Взяв напрокат лодку, он отплыл от берега больше чем на милю, нырнул в воду и принялся с «восторгом плескаться». Стоял прекрасный солнечный день, дул тихий ветерок, глаза радовали роскошные пейзажи. Наплававшись вдоволь, Уинстон вдруг заметил, что лодка удалилась от него уже более чем на сто метров. Ветер стал усиливаться. Над кормовыми скамьями был натянут тент, который, превратившись под порывами ветра в парус, погнал лодку прочь. Наш пловец устремился за ней. Приложив значительные усилия, он сократил расстояние, но лодка продолжала удаляться. Сил, чтобы доплыть до берега, не оставалось. Ему бы отдохнуть, но каждая передышка лишь увеличивала расстояние между ним и лодкой. В этот момент Уинстон отчетливо осознал критичность ситуации. «Я увидел Смерть, – вспоминал он. – Увидел так близко, как никогда. Она плыла сбоку и что-то шептала». Юноша был хорошим пловцом, выступал, и не без успеха, на соревнованиях за Хэрроу. Но теперь он сражался не за призовые места – он сражался за свою жизнь. Огромным усилием воли он рванул так быстро, как позволял уставший организм. Несколько раз ему удавалось подплыть к лодке совсем близко, но она все равно ускользала от него. Наконец, собрав последние силы, он сделал решающий рывок. Вот оно, спасение. Схватившись за борт, он подтянулся и перевалился в лодку с чувством глубокого облегчения. И в этот раз судьба его хранила599.

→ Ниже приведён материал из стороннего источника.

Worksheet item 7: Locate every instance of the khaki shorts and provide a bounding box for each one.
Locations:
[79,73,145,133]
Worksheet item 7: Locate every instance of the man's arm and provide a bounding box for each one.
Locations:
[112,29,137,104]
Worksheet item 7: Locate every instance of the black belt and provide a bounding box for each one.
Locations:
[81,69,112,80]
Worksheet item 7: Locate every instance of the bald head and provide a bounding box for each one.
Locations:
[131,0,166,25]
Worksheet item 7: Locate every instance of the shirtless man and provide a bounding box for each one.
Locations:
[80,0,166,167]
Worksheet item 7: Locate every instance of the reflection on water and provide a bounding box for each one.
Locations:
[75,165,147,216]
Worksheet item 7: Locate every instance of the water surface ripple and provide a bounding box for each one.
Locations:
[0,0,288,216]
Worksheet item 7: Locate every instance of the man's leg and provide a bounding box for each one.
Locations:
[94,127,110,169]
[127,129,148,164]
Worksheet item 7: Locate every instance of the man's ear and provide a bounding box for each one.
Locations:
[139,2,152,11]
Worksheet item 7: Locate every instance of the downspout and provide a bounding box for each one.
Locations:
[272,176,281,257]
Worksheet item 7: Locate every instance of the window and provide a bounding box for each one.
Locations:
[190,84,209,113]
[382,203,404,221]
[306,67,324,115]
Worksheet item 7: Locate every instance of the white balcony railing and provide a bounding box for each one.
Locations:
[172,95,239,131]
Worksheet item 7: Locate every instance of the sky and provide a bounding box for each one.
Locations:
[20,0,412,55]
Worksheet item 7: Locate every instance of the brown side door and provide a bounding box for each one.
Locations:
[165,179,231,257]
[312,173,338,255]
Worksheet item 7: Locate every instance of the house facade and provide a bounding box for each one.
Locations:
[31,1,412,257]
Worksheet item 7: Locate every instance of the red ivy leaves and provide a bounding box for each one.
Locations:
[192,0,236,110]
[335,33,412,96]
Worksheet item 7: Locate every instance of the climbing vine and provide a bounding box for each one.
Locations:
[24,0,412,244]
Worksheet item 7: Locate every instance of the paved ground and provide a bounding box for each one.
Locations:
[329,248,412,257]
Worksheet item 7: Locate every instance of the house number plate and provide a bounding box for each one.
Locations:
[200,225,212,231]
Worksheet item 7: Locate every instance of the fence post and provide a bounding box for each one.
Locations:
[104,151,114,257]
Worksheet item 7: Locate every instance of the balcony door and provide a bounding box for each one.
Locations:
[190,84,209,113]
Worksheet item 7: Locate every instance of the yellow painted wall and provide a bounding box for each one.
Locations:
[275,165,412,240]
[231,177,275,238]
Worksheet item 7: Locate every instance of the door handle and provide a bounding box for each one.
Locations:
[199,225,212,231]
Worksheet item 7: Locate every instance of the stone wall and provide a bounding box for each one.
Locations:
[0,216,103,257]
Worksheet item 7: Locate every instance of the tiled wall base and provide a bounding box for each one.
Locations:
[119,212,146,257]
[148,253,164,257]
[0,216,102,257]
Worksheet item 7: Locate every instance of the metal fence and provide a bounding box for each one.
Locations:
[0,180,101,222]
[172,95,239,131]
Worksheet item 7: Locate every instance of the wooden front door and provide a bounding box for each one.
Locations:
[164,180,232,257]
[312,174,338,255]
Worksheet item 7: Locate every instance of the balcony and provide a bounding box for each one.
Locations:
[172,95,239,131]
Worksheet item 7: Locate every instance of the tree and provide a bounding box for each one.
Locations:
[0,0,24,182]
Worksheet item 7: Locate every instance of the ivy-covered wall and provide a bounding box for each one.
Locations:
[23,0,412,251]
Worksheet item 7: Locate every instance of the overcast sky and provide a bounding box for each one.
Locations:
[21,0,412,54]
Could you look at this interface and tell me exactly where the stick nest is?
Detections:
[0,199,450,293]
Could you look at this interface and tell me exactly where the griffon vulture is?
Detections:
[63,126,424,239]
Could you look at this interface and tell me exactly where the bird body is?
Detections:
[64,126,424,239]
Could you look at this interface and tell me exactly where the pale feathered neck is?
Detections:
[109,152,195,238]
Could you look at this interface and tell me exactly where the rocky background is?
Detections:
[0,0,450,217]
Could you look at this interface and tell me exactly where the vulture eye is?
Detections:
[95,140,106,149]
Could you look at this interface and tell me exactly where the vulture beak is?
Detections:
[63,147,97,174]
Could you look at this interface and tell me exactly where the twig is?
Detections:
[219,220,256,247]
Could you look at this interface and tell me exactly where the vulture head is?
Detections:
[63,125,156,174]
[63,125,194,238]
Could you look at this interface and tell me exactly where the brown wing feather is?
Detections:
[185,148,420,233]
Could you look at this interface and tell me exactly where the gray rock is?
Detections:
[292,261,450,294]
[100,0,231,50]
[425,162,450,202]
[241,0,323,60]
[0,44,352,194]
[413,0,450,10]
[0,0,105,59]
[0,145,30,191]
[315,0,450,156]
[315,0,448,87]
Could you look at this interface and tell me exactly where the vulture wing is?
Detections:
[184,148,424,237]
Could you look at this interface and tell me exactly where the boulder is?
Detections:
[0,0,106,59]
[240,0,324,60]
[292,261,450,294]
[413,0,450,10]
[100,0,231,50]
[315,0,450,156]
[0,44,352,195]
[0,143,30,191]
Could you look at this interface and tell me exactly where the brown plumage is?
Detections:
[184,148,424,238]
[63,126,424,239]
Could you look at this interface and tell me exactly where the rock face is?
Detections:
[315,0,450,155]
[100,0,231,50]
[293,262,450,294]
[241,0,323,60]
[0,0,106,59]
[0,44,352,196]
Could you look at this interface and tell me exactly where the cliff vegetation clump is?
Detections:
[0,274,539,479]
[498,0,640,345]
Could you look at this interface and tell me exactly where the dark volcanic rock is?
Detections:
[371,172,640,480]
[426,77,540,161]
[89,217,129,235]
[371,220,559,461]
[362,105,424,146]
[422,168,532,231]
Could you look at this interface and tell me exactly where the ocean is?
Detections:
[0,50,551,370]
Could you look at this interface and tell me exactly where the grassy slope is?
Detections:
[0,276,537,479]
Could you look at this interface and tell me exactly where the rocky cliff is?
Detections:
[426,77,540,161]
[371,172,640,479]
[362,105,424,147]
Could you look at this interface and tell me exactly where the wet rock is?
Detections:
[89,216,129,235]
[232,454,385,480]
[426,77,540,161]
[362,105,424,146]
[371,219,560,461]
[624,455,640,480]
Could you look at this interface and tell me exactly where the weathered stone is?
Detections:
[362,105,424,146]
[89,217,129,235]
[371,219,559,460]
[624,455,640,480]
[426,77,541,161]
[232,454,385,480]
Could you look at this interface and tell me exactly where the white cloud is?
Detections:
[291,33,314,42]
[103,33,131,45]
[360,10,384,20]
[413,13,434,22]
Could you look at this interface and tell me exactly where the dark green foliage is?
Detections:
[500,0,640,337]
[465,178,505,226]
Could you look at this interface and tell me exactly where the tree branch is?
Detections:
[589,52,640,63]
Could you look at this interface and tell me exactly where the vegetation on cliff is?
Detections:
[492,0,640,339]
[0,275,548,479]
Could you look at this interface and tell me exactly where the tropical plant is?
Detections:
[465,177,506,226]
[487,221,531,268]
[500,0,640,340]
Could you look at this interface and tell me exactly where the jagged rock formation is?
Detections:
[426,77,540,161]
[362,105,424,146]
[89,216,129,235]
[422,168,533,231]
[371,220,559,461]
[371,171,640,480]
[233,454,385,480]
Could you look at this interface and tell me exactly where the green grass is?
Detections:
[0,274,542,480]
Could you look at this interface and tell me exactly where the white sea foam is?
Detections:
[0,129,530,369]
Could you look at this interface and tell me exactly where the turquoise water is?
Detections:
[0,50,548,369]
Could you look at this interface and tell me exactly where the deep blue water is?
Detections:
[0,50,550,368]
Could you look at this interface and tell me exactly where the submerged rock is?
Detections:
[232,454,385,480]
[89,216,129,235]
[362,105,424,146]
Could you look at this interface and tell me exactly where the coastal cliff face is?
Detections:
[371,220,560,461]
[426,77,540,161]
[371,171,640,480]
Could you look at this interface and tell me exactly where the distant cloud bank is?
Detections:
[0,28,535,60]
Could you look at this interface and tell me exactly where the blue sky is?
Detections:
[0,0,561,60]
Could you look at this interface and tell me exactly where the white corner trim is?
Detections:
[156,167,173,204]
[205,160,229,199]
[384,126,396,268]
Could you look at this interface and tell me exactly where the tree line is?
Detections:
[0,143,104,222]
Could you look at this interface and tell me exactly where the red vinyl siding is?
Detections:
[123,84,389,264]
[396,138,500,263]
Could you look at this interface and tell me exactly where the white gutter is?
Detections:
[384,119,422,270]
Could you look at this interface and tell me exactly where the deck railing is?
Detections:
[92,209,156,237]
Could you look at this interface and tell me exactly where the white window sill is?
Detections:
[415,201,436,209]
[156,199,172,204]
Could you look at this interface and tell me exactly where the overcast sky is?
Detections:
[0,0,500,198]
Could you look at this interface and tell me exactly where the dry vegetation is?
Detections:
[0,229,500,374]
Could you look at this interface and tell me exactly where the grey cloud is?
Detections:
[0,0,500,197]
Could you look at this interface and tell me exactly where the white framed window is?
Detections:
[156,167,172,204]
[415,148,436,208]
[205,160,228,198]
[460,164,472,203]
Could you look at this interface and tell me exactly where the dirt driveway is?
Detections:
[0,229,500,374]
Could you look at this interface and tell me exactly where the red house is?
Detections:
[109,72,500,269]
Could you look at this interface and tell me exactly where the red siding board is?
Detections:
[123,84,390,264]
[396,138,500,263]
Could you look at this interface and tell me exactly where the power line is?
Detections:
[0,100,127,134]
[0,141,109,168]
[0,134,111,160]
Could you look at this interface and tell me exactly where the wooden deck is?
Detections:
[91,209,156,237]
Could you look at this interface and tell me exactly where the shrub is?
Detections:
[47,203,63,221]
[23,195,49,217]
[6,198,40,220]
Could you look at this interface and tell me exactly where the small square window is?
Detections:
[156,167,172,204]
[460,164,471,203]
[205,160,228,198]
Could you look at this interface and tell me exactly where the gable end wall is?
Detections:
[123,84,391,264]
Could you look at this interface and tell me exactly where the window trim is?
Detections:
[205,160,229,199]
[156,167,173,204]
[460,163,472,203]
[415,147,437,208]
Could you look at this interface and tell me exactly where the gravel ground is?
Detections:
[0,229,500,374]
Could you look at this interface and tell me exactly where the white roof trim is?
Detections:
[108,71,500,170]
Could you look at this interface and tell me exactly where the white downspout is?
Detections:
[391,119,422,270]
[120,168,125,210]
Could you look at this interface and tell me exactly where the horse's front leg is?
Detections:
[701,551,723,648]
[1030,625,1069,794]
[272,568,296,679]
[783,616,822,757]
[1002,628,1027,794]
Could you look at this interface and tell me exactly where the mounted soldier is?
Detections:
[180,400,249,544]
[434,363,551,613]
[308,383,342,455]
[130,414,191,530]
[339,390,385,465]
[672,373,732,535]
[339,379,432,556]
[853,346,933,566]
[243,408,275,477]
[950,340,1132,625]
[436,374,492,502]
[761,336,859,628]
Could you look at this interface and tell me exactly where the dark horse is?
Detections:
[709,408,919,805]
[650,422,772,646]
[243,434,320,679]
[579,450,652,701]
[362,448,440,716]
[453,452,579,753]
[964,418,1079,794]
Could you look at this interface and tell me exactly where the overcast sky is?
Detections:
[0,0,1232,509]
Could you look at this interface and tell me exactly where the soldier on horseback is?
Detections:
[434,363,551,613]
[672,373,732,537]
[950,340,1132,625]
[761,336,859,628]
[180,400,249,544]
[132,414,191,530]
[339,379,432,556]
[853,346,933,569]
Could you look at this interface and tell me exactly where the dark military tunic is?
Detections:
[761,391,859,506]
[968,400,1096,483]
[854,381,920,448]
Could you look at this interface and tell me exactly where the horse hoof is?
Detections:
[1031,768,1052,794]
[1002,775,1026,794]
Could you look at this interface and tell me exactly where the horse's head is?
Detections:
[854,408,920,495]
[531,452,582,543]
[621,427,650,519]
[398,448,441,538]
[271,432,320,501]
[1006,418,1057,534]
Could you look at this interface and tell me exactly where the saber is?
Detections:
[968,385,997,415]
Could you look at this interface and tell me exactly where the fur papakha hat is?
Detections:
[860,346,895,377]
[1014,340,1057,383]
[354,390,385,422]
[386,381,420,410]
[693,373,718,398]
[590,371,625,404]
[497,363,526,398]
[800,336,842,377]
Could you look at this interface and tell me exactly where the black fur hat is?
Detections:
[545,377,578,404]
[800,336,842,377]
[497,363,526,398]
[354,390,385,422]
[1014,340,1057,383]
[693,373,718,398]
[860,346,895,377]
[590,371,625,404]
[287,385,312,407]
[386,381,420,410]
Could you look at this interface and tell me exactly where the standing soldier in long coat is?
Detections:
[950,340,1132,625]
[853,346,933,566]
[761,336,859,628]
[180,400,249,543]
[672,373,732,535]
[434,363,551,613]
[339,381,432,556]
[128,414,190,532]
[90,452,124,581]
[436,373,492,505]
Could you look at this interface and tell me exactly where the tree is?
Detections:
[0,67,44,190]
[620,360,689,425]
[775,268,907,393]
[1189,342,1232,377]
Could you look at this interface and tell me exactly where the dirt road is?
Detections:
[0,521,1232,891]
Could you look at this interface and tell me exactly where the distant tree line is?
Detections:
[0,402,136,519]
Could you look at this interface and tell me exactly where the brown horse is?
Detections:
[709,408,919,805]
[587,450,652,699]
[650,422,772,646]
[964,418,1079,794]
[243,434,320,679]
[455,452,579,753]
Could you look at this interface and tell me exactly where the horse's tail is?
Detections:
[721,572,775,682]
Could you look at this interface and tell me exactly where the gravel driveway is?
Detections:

Пока Черчилль наслаждался швейцарскими красотами (едва не утонув в Женевском озере), его родители восстанавливали силы в Баварии, на бальнеологическом курорте Киссинген. Там они встретились с семидесятивосьмилетним князем Бисмарком, беседа с которым оставила у леди Рандольф очень приятные впечатления. Она знала о негодовании супруга в отношении результатов поступления их сына и пыталась предупредить Уинстона600, но то, что должно было случиться, случилось.

Не знающие пощады слова лорда Рандольфа настигли Уинстона в Милане. Впечатления от посещения Дуомо и галереи Виктора Эммануила601 были полностью испорчены.